The Trump administration said ICE officers will be stationed at “hotspot” U.S. airports starting Monday to assist with TSA screenings, and that those officers will undergo some training before deployment.
Airport chaos and long TSA lines have returned as TSA screeners work without pay during a partial Department of Homeland Security shutdown. DHS officials told reporters about staffing shortfalls — saying roughly 400 TSA officers have quit since the disruption began and that callouts hit a record high over the past weekend. About 50,000 TSA officers were working without pay due to the funding standoff.
Skyler Henry, reporting from Atlanta, described “tempers flaring” and long waits: travelers in New Orleans queued into a parking garage and at Hartsfield–Jackson Atlanta International bottles of water were being handed out to weary flyers. In Atlanta Henry spoke with Julie Curtis, who said after four hours in line she and her family missed their flight; she and her husband, who has a heart condition, were left stranded.
The shutdown and staffing problems have prompted the administration’s move to bring ICE officers into some airports to help with screening. The White House said ICE will be stationed in certain airports and receive training in the days before they begin assisting TSA.

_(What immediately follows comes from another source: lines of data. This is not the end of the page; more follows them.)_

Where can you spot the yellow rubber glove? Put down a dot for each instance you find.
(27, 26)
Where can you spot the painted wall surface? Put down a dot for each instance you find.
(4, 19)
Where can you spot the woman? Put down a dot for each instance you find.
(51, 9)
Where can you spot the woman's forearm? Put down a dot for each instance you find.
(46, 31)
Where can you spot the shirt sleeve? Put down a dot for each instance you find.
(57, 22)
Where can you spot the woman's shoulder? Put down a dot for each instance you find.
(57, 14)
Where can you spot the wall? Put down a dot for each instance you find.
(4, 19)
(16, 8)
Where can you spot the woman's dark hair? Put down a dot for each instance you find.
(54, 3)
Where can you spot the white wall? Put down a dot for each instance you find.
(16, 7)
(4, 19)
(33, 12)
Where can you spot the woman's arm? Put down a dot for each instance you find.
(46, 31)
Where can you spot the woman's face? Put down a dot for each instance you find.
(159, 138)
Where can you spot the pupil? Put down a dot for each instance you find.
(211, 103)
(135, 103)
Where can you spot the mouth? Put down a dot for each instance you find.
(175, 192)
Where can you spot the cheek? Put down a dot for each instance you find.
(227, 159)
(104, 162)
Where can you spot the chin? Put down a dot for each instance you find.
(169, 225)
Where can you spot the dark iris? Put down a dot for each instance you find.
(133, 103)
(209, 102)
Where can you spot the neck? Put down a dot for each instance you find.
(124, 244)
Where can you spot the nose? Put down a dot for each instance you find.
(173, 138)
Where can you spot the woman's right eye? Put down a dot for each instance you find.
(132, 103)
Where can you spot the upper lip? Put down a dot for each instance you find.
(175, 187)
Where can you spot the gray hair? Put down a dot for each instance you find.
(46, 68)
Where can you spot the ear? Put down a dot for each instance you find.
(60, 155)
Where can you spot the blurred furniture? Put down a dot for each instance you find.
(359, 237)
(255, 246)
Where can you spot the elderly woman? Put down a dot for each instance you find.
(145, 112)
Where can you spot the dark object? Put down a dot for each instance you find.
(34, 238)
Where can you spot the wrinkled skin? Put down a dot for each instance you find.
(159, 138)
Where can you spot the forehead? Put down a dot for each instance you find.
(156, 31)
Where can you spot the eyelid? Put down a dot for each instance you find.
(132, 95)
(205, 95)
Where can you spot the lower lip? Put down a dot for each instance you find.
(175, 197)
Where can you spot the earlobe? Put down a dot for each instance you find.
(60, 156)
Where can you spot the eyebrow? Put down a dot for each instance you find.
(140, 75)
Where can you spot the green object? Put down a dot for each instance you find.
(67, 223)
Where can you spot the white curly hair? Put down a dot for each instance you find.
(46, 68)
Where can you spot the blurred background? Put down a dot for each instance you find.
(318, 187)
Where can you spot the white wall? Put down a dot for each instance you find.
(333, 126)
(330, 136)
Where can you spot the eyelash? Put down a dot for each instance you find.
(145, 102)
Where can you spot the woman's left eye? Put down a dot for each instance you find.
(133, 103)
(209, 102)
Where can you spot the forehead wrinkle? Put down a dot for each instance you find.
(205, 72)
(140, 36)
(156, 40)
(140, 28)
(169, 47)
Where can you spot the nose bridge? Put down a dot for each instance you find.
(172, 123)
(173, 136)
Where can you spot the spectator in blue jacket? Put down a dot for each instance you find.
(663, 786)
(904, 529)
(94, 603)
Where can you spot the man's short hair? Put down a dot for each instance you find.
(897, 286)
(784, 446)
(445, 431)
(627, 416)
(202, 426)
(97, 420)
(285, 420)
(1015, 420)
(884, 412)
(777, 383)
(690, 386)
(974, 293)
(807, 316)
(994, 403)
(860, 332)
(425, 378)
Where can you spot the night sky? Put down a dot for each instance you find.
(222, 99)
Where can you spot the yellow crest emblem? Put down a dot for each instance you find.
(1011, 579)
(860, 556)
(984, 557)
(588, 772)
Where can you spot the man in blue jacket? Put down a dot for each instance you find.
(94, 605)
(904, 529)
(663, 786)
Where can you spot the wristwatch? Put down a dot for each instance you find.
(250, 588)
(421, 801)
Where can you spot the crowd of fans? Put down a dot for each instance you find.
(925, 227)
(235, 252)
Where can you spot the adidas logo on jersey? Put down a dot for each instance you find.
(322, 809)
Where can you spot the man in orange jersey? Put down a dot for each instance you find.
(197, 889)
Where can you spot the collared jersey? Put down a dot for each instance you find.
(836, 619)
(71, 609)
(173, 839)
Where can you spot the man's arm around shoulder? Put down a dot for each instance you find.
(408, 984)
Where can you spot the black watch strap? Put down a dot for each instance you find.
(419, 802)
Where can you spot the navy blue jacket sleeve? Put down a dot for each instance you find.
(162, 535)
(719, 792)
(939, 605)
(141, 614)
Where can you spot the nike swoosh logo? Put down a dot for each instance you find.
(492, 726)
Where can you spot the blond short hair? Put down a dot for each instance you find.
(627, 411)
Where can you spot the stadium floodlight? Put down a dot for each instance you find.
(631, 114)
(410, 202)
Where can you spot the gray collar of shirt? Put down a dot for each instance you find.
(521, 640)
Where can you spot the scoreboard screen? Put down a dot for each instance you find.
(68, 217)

The announcement has drawn mixed reactions at airports. Some travelers said seeing ICE agents could make people afraid to travel; others expressed support for ICE. The president of the union representing TSA officers criticized the idea, saying, “TSA officers deserve to be paid, not replaced by untrained, armed agents who have shown how dangerous they can be.”
The funding impasse in Congress stems from Democrats’ outrage over an ICE operation in Minneapolis — including the deaths of two people during that operation — and lawmakers’ demands that ICE officers unmask and wear IDs. Lawmakers remain at odds over DHS funding.
Officials have not named which airports will receive ICE officers. CBS News noted there are about 20 U.S. airports that use private security instead of TSA; those airports — including international facilities in Kansas City and San Francisco — have not faced the same staffing disruptions because private security is overseen under different federal arrangements.
The situation comes amid broader travel pressures, including higher fuel costs and airlines cutting flights, which together with spring break travel and the DHS funding standoff contributed to the long security lines travelers faced this weekend.